Similarly, Mary McIntyre's color photographs, which compositionally and by their subject of remove and pensiveness would place well in any contemporary exhibition, offer a second reading to a native. Carson recognizes the sites as being on the University of Ulster campus, a generally safe haven from the country's violence, "where you could go for relative calm."
The "most poignant" works in the exhibition, for Carson, are Aisling O'Beirn's "And Other Storeys," which speak to him broadly of the transience of civilizations and of life itself.

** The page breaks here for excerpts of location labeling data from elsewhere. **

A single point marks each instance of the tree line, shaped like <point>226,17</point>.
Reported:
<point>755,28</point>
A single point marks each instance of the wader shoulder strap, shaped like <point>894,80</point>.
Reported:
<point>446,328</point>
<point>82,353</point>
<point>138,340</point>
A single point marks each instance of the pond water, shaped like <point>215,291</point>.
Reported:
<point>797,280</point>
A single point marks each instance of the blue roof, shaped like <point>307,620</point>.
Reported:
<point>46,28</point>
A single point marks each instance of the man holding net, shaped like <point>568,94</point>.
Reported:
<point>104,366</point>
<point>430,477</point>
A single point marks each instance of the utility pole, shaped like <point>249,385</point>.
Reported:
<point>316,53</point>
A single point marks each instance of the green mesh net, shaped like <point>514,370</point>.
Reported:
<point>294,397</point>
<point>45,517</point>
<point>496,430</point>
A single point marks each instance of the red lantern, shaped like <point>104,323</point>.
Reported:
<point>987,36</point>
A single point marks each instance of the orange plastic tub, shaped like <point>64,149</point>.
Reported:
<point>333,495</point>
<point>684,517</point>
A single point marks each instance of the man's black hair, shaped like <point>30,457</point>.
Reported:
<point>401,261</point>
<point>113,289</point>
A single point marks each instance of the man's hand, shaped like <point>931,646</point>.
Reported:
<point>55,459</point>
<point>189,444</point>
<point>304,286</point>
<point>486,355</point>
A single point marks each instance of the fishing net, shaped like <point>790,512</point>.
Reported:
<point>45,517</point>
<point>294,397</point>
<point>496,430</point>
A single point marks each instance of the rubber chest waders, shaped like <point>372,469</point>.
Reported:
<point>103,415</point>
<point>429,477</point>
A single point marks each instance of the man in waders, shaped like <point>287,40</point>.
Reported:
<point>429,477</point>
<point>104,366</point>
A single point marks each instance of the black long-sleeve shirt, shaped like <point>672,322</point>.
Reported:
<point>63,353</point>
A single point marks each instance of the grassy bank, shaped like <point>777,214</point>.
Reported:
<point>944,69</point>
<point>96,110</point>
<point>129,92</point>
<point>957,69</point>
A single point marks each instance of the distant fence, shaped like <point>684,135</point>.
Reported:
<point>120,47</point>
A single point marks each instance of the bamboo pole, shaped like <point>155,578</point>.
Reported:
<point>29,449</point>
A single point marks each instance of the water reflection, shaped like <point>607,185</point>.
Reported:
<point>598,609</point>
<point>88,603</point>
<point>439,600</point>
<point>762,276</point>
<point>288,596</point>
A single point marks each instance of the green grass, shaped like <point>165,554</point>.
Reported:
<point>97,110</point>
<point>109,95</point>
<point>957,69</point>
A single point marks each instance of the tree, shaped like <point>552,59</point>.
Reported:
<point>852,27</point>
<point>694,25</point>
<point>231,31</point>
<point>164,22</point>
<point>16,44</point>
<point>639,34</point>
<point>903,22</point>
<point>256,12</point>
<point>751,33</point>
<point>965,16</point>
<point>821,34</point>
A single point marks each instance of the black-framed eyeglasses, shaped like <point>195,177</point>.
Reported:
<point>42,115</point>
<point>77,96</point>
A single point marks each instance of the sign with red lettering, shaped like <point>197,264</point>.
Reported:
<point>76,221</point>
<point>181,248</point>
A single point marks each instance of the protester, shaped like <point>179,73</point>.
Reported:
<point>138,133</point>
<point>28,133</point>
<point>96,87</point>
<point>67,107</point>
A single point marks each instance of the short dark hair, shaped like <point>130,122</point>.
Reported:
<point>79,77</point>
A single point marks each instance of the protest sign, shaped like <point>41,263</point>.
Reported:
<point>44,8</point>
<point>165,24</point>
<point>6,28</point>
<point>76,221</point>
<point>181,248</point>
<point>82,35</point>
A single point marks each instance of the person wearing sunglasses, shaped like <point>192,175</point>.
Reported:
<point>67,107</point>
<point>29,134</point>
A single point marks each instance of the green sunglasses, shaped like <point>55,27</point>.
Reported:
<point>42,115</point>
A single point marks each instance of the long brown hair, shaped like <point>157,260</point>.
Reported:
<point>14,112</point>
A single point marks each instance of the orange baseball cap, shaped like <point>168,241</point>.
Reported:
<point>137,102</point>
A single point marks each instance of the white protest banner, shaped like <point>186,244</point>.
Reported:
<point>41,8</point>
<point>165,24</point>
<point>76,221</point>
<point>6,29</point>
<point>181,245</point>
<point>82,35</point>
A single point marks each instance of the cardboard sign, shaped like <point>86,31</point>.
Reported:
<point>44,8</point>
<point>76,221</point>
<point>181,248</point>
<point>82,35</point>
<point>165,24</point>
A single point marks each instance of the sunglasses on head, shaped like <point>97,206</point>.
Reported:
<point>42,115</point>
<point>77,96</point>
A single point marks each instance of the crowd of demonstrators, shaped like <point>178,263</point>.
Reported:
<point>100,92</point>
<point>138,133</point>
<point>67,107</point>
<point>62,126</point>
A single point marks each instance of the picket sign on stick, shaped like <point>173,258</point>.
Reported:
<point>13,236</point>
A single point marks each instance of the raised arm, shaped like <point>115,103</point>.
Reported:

O'Beirn's cardboard architectural models exude a disarming playfulness that sets the viewer up for a reality punch once individual stories are read. "Walker Monument," for example, refers to an 80-foot high statue of the Rev. George Walker, a Protestant governor during the 1688-9 Siege of Derry, erected in 1826 and blown off its site overlooking the town in 1973 by the IRA. Closer to home is "Katrina's Superdome," the New Orleans landmark that became the location of so much human misery in 2005.
Some of the pieces remind Carson of the watchtowers the British army built throughout Northern Ireland. "Everywhere you went as a citizen, you were being overseen." Eventually they became a way of life and were hardly noticed, he says. At one time people wouldn't have imagined a change possible, but now the towers are gone, Carson notes.
"That symbolism [of impermanence] reverberates in the United States," he says, "because of what happened to the towers in New York. Things you think are going to last forever in moments can change. The American psyche has changed since the twin towers [fell]."
Other works range from Sandra Johnston's gut-wrenching video "Something You May Later Rely On" that witness and explore heinous incidents risen from political conflict, to the carousing fellows of Seamus Harahan's short video "Tessies." Michael Hogg and Peter Richards, in "Pivot" and "Take two, little action" respectively, also suggest a world on the cusp, in tentative balance or frozen in time.
Carson feels a "cautious optimism" about Northern Ireland's current political status. Since the Belfast Agreement to share power, the arms struggle has stopped, and Belfast has been transformed into "an exciting place where young people can go out at night," he observes. Such positive directions have deteriorated in the past, "but something tells me this time there's no going back. People have gotten tired of the futility of war."
Previously scheduled talks between Unionists and Republicans were been put on hold after the former brought a new condition to the table that had to be met before negotiations continued. "If Ian Paisley says yes this time, that will be a massive historical shift," Carson says, and a point at which "cautious optimism" might move toward "renewed confidence."